Relative % used not absolute to make the number look fantastic. What % of births are still born and what is 8% of that?
<donning the stats geek outfit>
@tlibt1, Rob: Counterfactual models are well established in medical and epidemiological models. Ignorance of or lack of understanding of a concept is not a sound basis for rejection of said concept.
@PF: On the significance bit: the p-values they quote can be thought of as the probability the result is a fluke. So low values are good, 0.05 or lower is nice when you want something published.
In terms of methodology they seem to have done a pretty good job. The approach they describe for developing the models is sound. I would have liked to see the full details of the models they have fitted in the appendix, and a reference to the compiled data – then I could I have run the numbers with about as much effort as I would like to on a weekend.
@Dounguan John: Presumably it is the 7.8% reduction they are referring to – It is actually a reduction of the odds that the paper is reporting. True to their usual grasp of numbers and measures the G report it as something completely else, totally distorting any sensible discussion.
typo: Counterfactual models are well established in medical and epidemiological
modelsresearch.anon
Thanks for the ponter / steer on the 95% CL’s, I understand how they are describing that now.

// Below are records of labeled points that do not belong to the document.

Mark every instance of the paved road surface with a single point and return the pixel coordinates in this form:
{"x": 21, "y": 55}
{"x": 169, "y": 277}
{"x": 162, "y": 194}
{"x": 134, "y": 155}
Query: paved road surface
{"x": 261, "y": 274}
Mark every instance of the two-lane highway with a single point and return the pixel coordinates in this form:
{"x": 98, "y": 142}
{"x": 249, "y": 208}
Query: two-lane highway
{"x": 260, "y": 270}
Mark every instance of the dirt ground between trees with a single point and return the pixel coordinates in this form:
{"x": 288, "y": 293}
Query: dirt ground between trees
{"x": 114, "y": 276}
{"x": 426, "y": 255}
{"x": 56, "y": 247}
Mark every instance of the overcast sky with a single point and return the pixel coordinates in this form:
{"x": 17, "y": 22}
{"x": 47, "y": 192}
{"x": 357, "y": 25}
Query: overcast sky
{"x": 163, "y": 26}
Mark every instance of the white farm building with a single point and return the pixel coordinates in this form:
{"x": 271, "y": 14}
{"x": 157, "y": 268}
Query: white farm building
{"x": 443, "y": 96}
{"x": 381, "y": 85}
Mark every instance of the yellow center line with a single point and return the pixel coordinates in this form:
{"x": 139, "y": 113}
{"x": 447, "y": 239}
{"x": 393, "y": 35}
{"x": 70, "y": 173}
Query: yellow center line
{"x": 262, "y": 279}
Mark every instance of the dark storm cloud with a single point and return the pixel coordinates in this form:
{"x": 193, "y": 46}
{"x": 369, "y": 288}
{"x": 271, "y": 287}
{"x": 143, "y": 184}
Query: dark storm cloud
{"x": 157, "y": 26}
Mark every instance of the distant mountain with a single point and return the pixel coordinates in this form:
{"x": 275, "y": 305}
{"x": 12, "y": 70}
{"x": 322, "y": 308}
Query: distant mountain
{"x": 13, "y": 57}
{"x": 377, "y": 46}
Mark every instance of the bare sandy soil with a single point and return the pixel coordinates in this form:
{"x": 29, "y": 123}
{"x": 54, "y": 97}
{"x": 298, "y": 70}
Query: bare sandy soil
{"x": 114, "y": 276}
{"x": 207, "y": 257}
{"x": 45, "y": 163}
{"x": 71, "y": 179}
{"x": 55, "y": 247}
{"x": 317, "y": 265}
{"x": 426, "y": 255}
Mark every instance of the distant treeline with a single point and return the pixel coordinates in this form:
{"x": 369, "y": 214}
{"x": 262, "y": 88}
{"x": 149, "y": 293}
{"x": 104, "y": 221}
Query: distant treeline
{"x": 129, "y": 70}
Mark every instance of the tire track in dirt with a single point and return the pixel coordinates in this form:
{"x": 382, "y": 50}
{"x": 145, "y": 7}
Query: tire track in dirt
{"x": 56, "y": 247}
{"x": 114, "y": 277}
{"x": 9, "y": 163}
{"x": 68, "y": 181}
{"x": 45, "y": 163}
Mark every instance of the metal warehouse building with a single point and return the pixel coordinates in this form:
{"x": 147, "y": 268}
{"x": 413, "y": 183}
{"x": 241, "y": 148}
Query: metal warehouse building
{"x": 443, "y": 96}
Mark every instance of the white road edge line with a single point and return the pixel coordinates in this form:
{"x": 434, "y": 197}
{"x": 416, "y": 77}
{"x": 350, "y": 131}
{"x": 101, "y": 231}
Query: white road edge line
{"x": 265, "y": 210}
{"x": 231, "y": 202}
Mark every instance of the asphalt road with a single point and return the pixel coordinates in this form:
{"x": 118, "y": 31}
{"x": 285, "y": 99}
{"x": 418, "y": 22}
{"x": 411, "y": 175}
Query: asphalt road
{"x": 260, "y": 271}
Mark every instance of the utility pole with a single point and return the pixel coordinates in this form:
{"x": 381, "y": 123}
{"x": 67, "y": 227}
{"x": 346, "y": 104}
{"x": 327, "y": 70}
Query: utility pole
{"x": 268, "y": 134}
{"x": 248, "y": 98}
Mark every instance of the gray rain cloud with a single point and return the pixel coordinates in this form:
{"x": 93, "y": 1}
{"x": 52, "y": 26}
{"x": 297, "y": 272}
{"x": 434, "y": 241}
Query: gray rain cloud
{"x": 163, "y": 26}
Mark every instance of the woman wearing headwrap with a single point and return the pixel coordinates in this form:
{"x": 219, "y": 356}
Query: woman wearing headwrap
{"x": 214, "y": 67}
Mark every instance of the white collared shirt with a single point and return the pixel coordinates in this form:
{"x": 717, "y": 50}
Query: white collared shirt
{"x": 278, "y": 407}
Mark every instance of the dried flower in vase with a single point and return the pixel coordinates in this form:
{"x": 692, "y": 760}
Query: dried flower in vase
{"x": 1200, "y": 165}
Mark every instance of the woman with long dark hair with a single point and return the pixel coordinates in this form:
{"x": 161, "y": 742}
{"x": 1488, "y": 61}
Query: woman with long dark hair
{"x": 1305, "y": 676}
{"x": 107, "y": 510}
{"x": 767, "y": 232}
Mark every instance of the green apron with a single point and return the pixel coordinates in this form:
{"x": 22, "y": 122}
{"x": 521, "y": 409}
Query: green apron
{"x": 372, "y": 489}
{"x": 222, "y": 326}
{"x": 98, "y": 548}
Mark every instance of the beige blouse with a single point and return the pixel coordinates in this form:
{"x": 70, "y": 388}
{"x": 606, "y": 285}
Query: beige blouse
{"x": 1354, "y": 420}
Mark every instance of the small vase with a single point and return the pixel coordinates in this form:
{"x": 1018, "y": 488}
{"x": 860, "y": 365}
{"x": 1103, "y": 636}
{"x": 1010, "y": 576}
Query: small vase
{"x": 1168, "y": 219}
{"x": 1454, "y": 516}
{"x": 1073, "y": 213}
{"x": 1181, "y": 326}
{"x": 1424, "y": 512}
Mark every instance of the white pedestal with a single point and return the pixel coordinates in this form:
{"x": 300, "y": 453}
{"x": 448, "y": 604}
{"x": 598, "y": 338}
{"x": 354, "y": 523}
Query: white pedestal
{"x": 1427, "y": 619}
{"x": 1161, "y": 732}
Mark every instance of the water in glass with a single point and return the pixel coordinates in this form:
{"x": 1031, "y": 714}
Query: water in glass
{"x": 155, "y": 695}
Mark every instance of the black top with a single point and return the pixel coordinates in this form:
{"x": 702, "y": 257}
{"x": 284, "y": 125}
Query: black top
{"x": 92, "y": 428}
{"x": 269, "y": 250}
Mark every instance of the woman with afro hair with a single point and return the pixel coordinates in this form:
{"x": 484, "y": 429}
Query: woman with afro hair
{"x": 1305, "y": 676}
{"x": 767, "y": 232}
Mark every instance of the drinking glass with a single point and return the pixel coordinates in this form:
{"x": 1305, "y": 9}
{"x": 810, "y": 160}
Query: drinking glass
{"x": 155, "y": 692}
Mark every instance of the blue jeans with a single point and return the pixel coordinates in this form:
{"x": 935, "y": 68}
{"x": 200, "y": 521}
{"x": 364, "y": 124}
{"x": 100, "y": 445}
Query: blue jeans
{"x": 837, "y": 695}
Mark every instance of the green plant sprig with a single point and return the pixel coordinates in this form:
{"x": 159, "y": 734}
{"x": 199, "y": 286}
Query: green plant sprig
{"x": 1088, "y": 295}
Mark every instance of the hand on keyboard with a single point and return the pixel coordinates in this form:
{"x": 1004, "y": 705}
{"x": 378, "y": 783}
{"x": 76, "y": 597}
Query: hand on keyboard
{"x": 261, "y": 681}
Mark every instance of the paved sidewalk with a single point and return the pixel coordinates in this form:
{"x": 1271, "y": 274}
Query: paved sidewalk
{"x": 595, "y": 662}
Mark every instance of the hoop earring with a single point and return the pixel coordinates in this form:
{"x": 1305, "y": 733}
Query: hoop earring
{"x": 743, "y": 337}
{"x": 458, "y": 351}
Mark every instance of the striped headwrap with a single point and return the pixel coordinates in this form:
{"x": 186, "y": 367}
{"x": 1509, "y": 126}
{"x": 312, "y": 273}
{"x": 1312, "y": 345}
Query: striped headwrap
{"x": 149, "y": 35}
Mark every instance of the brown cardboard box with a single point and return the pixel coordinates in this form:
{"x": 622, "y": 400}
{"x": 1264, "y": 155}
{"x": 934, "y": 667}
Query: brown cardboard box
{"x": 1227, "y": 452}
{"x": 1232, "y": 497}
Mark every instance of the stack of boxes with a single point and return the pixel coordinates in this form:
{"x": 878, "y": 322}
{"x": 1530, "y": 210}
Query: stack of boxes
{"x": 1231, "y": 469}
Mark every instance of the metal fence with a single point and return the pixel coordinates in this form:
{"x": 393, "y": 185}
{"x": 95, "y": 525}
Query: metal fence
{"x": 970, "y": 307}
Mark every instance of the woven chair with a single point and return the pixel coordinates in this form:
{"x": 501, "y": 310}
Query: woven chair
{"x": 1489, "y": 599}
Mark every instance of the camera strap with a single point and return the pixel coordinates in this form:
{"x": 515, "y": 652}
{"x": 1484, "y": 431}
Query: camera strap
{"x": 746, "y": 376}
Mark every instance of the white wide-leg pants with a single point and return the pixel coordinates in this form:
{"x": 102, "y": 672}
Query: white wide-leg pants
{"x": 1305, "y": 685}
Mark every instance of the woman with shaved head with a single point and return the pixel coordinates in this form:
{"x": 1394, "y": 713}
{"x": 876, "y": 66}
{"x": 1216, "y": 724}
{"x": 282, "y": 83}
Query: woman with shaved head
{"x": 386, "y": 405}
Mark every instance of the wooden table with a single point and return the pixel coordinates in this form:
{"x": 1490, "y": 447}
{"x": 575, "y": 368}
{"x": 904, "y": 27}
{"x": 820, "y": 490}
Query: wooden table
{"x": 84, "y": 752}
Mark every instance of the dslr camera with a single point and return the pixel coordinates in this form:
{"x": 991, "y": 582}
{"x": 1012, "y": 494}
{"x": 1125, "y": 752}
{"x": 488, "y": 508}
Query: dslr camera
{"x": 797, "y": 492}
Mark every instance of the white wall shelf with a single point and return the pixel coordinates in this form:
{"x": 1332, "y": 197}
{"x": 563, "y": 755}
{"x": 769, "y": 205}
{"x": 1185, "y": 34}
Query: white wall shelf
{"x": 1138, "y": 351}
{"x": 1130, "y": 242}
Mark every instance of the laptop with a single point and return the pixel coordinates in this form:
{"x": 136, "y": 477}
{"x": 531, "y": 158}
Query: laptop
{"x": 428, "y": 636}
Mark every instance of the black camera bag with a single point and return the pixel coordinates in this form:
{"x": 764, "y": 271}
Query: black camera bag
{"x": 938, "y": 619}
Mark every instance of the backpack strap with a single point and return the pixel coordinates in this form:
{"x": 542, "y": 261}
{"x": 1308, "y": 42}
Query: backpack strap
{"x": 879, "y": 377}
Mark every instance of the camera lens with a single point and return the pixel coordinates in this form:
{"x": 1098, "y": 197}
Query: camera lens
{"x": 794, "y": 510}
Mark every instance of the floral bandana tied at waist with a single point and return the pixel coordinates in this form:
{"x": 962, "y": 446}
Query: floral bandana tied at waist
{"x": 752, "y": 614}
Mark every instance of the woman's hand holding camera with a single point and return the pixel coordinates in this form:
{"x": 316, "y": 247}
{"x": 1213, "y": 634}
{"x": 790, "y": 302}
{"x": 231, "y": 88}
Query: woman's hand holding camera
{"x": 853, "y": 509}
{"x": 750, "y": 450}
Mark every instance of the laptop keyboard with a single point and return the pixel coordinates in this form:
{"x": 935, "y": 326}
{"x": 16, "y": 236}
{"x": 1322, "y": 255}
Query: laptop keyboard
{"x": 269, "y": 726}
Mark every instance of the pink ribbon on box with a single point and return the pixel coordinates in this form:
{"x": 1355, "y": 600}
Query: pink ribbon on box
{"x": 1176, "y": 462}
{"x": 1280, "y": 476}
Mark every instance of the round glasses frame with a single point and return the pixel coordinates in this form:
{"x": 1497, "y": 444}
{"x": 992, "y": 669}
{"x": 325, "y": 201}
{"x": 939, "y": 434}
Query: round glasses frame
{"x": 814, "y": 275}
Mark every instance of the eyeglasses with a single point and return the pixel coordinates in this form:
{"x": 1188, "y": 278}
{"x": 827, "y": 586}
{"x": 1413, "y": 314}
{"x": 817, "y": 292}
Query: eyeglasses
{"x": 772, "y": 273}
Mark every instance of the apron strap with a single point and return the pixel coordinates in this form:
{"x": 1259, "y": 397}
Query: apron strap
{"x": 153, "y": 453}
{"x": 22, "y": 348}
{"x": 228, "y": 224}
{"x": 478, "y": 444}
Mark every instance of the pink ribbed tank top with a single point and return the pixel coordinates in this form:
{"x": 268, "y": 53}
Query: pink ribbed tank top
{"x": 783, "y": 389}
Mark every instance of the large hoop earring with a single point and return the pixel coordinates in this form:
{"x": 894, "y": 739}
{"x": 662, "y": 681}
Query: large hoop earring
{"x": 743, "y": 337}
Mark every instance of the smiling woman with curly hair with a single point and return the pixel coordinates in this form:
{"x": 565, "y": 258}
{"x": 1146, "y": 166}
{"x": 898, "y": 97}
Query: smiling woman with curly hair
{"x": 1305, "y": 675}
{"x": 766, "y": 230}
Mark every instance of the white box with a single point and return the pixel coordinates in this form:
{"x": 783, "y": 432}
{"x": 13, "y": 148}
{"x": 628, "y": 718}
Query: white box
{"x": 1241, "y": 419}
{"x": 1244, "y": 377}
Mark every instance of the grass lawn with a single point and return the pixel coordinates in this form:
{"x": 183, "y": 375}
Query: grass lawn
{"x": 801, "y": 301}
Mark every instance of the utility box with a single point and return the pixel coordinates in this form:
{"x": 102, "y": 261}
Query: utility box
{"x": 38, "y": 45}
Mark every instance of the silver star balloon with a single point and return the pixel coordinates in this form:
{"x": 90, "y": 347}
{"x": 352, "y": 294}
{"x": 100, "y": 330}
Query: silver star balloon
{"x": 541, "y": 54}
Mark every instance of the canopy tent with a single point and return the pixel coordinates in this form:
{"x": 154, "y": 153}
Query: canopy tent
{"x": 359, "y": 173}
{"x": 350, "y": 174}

btw, do you know what happened around 1992. That looks to be a much more significant change in trend (eye-balling)?
pointer..
@PF: 1992 – I don’t have a clue. I am leaning towards acabab’s suggestion – someone changed the measure directly or indirectly. If you ever want a statistician to start swearing aloud, using some pretty imaginative profanities, suggest changing well established measures.
CI’s are a misunderstood beast, almost as badly as p-values. Actually, they are probably even worse understood. Wikipedia has a good summary on meaning and interpretation, and it shows why people often get it wrong.